Por Davy Albuquerque
Os filhos do ex-presidente Jair Bolsonaro utilizaram as redes sociais para criticar a decisão do ministro Alexandre de Moraes, do Supremo Tribunal Federal (STF), de proibir visitas ao pai pelo período de 30 dias. A medida ocorre após o descumprimento de ordens restritivas por parte do ex-presidente.
O ex-vereador Carlos Bolsonaro afirmou que a proibição de visitas de todos os filhos ao pai ocorreu em questão de segundos após a Procuradoria-Geral da República (PGR). Já Jair Renan comparou a situação de Bolsonaro com o período em que o presidente Luiz Inácio Lula da Silva esteve preso, questionando a aplicação da justiça.
O ex-deputado Eduardo Bolsonaro, que se encontra nos Estados Unidos, mencionou que a Constituição proíbe deixar presos em situação de incomunicabilidade, mesmo em regimes restritivos.
Por que as visitas foram proibidas?
A proibição das visitas do núcleo familiar foi estabelecida após o senador Flávio Bolsonaro publicar um vídeo lendo uma carta do pai. O ex-presidente está sob medida que proíbe o uso de redes sociais, inclusive por meio de terceiros.

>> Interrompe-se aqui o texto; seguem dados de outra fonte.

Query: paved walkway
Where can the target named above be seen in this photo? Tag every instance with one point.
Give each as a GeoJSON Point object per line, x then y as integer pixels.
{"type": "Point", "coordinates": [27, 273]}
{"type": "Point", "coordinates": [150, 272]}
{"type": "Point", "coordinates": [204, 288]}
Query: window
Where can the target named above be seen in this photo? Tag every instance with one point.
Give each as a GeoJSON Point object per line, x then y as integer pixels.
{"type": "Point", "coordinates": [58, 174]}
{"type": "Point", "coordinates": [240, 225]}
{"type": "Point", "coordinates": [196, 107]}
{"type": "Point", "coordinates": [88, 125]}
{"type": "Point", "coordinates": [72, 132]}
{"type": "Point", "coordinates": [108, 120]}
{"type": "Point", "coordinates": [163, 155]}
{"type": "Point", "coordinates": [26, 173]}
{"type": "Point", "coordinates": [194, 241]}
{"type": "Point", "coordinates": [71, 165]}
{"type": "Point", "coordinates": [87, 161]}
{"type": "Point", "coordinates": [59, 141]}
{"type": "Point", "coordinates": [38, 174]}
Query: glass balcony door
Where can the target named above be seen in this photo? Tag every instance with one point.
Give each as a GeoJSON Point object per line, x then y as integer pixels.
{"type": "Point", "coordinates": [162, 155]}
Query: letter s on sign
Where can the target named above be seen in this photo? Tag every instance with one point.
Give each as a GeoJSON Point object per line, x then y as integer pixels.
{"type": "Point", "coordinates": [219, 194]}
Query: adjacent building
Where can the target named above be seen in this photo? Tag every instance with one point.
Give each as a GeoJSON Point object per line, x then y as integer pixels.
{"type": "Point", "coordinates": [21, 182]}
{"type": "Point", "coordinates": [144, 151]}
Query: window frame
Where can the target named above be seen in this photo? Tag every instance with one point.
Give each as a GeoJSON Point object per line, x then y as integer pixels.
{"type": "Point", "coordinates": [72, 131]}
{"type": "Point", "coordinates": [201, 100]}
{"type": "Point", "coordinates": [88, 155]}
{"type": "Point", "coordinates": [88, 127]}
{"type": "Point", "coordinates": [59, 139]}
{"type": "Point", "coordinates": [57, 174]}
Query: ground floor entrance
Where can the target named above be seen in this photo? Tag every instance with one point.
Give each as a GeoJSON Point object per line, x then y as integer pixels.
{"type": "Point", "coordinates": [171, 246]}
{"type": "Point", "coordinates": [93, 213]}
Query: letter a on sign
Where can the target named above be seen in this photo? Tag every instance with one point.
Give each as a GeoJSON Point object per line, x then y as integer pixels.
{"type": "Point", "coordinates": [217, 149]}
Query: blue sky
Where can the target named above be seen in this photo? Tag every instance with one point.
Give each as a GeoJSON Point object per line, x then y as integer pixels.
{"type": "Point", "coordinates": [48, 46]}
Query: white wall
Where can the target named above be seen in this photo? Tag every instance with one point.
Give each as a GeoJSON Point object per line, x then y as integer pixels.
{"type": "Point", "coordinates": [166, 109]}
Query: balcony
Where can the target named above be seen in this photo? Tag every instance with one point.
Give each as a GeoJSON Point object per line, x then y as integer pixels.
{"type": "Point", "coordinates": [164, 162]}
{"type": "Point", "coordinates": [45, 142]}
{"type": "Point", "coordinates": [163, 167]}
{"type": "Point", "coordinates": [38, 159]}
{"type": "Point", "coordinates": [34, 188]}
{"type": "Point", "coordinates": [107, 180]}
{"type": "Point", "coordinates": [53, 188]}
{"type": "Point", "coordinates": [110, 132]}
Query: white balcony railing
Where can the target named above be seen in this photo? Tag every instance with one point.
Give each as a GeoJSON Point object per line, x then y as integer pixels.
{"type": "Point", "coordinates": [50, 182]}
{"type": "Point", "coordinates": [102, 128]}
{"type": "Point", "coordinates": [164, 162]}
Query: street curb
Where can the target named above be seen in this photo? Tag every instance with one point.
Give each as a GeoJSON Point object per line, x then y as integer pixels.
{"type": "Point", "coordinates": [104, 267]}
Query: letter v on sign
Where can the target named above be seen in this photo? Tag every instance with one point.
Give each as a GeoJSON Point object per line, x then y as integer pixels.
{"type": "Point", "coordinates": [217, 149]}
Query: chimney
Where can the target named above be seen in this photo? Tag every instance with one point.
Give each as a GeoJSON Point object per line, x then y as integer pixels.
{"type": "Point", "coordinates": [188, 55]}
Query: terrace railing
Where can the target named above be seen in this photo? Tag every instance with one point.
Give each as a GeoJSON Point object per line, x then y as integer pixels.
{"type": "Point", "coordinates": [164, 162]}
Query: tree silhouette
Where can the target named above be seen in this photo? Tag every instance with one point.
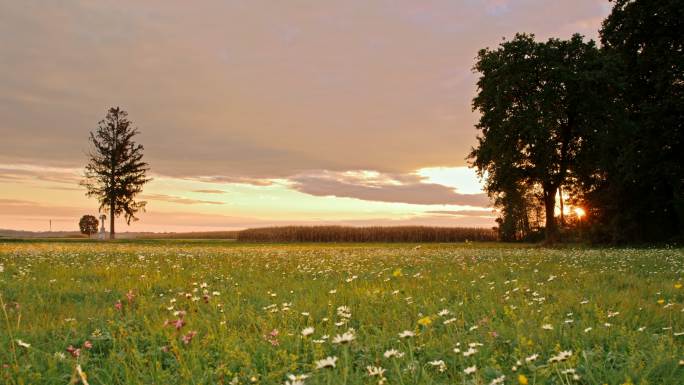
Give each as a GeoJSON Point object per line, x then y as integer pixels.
{"type": "Point", "coordinates": [534, 104]}
{"type": "Point", "coordinates": [88, 225]}
{"type": "Point", "coordinates": [115, 173]}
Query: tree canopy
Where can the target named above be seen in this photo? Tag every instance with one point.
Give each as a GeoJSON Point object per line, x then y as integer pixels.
{"type": "Point", "coordinates": [604, 124]}
{"type": "Point", "coordinates": [115, 173]}
{"type": "Point", "coordinates": [531, 97]}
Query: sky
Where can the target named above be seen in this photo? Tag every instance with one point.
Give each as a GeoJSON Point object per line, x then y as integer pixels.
{"type": "Point", "coordinates": [257, 113]}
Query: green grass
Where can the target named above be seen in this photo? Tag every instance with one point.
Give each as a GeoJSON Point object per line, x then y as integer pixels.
{"type": "Point", "coordinates": [235, 296]}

A defesa de Bolsonaro afirmou que o ex-presidente não tinha conhecimento de que o vídeo seria publicado. No entanto, o ministro Alexandre de Moraes considerou que houve descumprimento das medidas e não aceitou a justificativa apresentada.
Apesar da nova restrição, o ministro manteve o benefício da prisão domiciliar por entender que o ato não teve gravidade suficiente para revogar o regime atual.
Como funciona a comunicação de Bolsonaro?
Na decisão, o ministro ressaltou que o ex-presidente não ficará incomunicável. Bolsonaro continuará recebendo visitas de advogados e médicos, além de residir com a esposa, Michelle Bolsonaro, e outras familiares.
De acordo com o STF, o ex-presidente possui uma equipe de 30 advogados com acesso diário e amplo à sua defesa técnica. O ministro pontuou que a comunicação com os defensores permanece plenamente garantida.
O senador Flávio Bolsonaro classificou a medida como ilegal e desproporcional. O parlamentar também argumentou que a decisão possui motivação política.